Barang siapa melepaskan hak qisasnya dengan penuh kerelaan, dan memaafkan si pelaku sehingga tidak jadi di qisas, itu menjadi penebus dosa bagi yang memaafkan. Orang yang dibebaskan dari hukum qisas karena dimaafkan oleh pihak keluarga orang yang terbunuh, tidaklah berarti dia telah bebas dari hukuman seluruhnya, tetapi dia masih dikenakan hukuman diat (ganti rugi), sebagaimana sabda Nabi l:

عَنْ اَبِيْ عَمْرٍو, قَالَ رَسُوْلُ اللهِ صَلَّى اللهُ عَلَيْهِ وَسَلَّمَ: مَنْ قَتَلَ مُتَعَمِّدًا رُفِعَ اِلَى أَوْلِيَاءِ الْمَقْتُوْلِ فَاِنْ شَاءُوْا قَتَلُوْا وَاِنْ شَاءُوْا اَخَذُوا الدِّيَةَ (رواه الترمذي) 

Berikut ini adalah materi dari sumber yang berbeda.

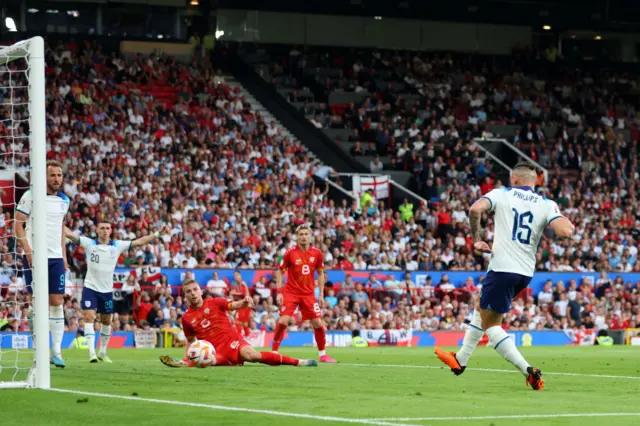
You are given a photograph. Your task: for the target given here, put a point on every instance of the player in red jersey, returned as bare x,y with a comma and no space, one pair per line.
239,290
301,262
208,320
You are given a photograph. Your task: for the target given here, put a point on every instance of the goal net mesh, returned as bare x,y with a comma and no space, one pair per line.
16,353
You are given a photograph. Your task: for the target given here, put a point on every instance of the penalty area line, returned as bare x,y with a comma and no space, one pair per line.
515,416
236,409
492,370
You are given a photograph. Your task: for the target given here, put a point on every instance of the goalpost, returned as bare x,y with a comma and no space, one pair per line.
24,360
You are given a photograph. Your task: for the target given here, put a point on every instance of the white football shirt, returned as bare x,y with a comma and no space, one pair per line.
102,260
57,207
521,215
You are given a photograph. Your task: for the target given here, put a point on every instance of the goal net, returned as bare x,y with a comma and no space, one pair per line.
24,342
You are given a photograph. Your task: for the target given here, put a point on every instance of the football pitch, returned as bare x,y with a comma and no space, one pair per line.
370,386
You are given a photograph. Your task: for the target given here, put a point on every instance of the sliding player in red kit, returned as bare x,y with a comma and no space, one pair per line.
301,262
208,320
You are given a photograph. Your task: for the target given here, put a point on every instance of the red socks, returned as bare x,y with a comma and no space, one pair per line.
270,358
278,336
321,337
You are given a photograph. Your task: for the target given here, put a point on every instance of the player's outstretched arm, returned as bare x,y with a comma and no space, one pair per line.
475,216
279,297
247,302
148,238
562,227
20,219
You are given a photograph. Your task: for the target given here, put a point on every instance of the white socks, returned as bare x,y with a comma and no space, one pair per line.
90,335
56,325
472,337
504,345
105,335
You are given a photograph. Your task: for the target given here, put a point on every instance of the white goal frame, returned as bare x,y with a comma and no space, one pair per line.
39,375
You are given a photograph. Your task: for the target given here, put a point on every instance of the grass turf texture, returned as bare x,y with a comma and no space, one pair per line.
399,386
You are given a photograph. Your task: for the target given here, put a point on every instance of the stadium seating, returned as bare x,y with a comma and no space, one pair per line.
148,142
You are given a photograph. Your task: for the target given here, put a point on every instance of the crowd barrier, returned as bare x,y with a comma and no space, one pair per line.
252,277
334,339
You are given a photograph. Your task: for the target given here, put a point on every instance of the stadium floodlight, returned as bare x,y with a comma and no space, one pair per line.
10,24
24,360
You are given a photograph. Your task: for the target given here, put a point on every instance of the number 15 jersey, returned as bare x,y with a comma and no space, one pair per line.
521,215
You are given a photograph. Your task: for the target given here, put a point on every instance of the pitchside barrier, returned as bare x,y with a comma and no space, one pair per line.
168,338
337,277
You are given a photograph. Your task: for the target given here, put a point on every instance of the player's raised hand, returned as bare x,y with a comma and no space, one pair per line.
481,247
247,302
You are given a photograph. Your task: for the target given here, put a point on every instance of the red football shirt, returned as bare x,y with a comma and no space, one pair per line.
210,322
301,266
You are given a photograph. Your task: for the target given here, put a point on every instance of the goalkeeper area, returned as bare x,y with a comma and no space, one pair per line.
370,386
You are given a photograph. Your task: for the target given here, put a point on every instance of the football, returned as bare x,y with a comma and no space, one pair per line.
201,354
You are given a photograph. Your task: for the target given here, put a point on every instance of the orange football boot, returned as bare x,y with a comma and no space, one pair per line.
535,378
450,359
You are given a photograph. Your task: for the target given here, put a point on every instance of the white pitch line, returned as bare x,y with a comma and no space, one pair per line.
236,409
515,416
433,367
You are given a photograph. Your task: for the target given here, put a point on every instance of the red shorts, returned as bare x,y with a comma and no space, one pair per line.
308,305
228,351
244,315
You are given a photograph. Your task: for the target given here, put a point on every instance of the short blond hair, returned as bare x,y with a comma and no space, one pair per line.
303,227
54,163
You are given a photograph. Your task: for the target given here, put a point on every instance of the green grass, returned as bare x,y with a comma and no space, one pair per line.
343,391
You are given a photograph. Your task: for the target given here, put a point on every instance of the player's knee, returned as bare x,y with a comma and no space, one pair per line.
56,300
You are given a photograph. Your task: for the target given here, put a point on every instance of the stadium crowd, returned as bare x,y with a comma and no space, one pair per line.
149,141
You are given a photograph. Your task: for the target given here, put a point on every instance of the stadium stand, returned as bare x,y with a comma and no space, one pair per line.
150,141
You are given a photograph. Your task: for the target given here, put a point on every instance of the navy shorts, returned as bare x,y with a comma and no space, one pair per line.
56,276
95,301
499,288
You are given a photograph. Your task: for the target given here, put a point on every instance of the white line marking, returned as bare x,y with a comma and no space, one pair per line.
516,416
236,409
545,373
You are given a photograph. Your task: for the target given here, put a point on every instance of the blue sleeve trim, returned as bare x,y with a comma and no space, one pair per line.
554,218
487,198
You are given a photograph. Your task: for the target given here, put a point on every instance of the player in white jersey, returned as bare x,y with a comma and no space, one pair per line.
97,295
521,216
57,207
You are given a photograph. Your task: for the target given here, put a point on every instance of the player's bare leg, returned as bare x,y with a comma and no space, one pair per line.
105,336
56,325
321,340
90,333
505,346
457,361
281,328
249,354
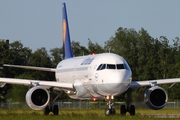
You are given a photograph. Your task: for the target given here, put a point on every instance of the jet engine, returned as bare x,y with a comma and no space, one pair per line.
37,98
155,98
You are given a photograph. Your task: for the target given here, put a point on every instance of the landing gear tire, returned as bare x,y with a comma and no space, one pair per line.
55,110
132,110
110,111
123,110
46,110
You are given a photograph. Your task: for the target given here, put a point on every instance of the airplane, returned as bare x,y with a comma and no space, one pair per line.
100,76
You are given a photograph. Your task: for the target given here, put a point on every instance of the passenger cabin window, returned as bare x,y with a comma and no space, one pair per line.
111,66
101,67
120,66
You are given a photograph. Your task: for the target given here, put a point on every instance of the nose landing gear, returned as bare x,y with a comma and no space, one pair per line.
110,110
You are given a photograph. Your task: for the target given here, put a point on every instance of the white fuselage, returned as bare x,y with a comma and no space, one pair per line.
95,75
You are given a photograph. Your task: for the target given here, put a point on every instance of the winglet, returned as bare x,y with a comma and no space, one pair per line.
65,34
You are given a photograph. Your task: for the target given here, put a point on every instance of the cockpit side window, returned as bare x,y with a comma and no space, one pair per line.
111,66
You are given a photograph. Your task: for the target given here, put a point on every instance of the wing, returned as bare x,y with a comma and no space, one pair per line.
47,84
172,81
32,68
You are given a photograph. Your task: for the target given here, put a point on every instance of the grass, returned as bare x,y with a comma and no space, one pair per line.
86,114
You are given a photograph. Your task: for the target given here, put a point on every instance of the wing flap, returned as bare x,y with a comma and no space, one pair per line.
136,84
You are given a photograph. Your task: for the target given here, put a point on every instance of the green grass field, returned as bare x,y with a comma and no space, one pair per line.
88,114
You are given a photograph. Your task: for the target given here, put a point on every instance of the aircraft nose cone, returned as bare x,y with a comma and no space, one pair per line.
119,82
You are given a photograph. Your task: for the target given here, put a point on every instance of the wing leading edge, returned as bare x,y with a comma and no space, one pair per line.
136,84
32,67
27,82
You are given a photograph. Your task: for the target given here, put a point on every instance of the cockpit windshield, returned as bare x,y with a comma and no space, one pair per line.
111,66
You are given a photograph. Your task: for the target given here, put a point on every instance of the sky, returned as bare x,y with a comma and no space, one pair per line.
38,23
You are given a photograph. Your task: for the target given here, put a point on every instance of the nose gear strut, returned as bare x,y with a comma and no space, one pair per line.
110,110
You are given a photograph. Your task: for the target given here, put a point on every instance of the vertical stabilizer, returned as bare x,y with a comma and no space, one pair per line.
65,34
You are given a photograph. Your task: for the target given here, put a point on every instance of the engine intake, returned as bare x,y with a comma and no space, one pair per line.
155,98
37,98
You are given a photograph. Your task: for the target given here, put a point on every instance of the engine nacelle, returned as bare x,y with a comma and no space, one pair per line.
37,98
155,98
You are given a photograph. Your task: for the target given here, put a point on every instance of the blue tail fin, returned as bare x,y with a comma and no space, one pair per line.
65,34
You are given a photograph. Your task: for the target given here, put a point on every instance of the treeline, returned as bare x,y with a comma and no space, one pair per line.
149,58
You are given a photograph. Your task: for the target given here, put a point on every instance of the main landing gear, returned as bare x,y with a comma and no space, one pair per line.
128,107
124,108
52,107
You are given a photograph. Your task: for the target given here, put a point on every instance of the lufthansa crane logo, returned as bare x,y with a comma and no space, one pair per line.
64,30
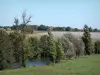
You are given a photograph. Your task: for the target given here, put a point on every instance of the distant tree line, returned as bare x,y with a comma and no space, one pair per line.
42,27
16,48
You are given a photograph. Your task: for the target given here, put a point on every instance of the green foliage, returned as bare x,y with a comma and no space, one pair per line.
59,28
19,47
43,27
97,47
27,29
59,50
52,47
34,51
68,28
87,39
44,47
6,52
87,65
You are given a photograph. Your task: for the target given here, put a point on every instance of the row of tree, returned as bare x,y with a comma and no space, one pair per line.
15,48
45,28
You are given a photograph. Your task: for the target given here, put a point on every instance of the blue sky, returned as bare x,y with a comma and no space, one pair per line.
74,13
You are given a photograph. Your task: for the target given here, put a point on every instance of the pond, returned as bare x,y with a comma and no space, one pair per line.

Dari Abu ‘Amr, Rasulullah bersabda, “Barang Siapa membunuh dengan sengaja, maka putusannya diserahkan kepada ahli waris orang yang dibunuh. Kalau mereka mau (mengqisas) mereka dapat membunuhnya, dan apabila mereka mau (membebaskannya dari kisas) maka mereka berhak menerima diyat (ganti rugi).” (Riwayat at-Tirmiżi).

Barang siapa tidak menjalankan ketentuan-ketentuan tersebut di atas, yaitu kisas yang didasarkan atas keadilan, melainkan mempergunakan hukum sekehendak hatinya, maka mereka itu adalah orang-orang yang zalim, karena melanggar hukum Allah dan menganggap pihak yang dibunuh atau dianiaya itu adalah golongan rendah, tidak sederajat dengan pihak yang membunuh atau yang menganiaya.